Law of obligations

From Wikipedia, the free encyclopedia

The Law of Obligations is one of the component private law elements of the civil law system of law (as well as of mixed legal systems, such as Scotland, South Africa, and Louisiana) and encompasses contractual obligations, quasi-contractual obligations such as unjust enrichment and extra-contractual obligations. The Law of Obligations is one of the branches of the civil law which includes the Property law, the Law of Persons, Family Law, Succession law, Law of Hypothecs, the Law of Prescription. The Law of Obligations finds its origins in Roman law.

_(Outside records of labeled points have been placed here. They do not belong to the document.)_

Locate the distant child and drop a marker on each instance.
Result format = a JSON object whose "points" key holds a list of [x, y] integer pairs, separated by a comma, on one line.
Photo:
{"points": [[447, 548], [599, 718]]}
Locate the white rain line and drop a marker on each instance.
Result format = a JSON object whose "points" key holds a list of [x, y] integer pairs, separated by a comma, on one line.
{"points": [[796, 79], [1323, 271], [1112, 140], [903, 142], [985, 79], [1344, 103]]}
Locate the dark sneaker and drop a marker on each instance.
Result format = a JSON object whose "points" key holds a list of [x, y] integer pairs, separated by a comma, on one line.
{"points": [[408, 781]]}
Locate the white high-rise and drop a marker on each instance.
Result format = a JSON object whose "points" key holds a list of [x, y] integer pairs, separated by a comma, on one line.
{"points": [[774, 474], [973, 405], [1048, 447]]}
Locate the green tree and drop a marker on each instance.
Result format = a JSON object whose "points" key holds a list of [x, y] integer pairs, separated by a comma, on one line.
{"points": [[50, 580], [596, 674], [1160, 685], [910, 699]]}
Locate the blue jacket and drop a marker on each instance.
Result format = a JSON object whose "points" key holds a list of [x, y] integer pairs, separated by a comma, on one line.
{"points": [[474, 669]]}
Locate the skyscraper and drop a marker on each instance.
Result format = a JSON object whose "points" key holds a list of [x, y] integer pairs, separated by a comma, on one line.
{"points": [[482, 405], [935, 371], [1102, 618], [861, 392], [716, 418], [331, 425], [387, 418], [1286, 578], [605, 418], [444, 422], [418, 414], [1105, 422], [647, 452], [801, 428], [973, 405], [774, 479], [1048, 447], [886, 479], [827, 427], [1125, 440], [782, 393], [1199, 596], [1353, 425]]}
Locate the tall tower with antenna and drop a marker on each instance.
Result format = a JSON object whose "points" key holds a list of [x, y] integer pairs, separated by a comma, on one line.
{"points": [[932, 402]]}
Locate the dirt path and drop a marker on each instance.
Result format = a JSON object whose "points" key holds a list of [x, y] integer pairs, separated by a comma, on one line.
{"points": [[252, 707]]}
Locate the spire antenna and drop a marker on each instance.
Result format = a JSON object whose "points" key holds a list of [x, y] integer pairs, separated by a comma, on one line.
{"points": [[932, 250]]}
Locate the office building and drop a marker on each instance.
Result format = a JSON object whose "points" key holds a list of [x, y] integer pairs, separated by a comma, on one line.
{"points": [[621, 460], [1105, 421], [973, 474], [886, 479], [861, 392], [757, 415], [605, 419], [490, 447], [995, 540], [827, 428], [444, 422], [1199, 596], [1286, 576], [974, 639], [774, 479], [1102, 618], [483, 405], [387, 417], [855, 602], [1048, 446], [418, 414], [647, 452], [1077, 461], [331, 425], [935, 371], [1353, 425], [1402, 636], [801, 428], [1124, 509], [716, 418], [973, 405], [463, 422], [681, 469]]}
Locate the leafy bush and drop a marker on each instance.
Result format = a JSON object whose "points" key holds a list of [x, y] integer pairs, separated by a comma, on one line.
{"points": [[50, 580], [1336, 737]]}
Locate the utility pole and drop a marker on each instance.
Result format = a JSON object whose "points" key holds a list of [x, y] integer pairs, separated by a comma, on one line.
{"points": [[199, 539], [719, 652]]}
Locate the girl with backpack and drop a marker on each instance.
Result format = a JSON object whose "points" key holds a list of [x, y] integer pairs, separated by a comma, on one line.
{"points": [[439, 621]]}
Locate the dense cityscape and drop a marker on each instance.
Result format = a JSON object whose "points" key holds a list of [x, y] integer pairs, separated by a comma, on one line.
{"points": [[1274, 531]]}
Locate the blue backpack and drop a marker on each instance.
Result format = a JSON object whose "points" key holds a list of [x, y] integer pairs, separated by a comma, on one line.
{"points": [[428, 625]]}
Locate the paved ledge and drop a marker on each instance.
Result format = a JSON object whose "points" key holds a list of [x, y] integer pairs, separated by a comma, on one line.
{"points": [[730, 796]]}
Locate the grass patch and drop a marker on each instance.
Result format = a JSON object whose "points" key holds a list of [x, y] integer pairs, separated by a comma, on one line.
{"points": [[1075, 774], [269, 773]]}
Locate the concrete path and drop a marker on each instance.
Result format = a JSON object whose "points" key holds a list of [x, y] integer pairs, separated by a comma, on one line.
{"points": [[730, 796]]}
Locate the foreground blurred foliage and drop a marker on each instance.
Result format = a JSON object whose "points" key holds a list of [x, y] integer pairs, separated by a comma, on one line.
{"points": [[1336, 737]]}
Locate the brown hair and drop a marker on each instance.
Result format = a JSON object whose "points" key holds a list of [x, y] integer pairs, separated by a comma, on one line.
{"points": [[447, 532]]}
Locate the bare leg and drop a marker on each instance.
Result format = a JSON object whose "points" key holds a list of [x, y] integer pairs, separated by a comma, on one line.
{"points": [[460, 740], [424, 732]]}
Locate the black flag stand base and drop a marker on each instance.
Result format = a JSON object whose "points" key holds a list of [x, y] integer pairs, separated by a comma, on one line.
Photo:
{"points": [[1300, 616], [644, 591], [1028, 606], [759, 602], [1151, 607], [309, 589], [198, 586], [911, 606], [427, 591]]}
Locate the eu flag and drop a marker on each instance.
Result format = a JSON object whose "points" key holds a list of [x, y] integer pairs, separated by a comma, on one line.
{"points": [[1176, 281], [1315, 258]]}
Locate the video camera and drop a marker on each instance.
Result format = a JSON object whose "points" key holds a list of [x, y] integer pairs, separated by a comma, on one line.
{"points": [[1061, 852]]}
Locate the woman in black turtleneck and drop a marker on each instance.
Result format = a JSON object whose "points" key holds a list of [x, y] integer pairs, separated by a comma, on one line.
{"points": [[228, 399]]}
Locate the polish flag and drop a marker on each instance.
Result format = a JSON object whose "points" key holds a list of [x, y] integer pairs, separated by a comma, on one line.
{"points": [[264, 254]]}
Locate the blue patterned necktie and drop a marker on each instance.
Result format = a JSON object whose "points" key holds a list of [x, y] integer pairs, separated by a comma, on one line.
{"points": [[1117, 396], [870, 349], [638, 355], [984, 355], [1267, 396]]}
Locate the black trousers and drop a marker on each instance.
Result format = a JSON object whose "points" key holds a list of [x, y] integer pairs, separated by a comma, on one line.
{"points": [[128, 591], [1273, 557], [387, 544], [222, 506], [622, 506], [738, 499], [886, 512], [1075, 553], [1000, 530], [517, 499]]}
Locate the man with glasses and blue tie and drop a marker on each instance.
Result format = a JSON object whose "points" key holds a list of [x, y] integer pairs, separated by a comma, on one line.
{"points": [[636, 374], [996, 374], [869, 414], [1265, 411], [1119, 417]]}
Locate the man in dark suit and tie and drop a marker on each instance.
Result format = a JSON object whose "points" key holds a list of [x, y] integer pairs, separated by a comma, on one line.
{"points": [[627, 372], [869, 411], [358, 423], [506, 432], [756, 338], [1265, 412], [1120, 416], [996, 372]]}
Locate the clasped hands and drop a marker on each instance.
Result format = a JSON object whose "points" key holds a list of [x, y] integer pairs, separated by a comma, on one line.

The Law of Obligations seeks to organize and regulate the voluntary and semi-voluntary legal relations available between moral and natural persons under as (1) obligations under contracts, both innominate and nominate (for example: sales, gift, lease, carriage, mandate, association, deposit, loan, employment, insurance, gaming and arbitration), (2) in unjust enrichment, (3) management of the property of another (or "negotiorum gestio", the name taken from Roman Law), (4) the reception of the thing not due and (5) the various forms of extra-contractual responsibility between persons known as delicts and quasi-delicts, which are similar to tort at common law. Despite the relatively distinct nature of these various sources of obligations, they are considered together under a law of obligations on the basis that all are instances where a debtor has a duty to execute a certain performance towards a creditor.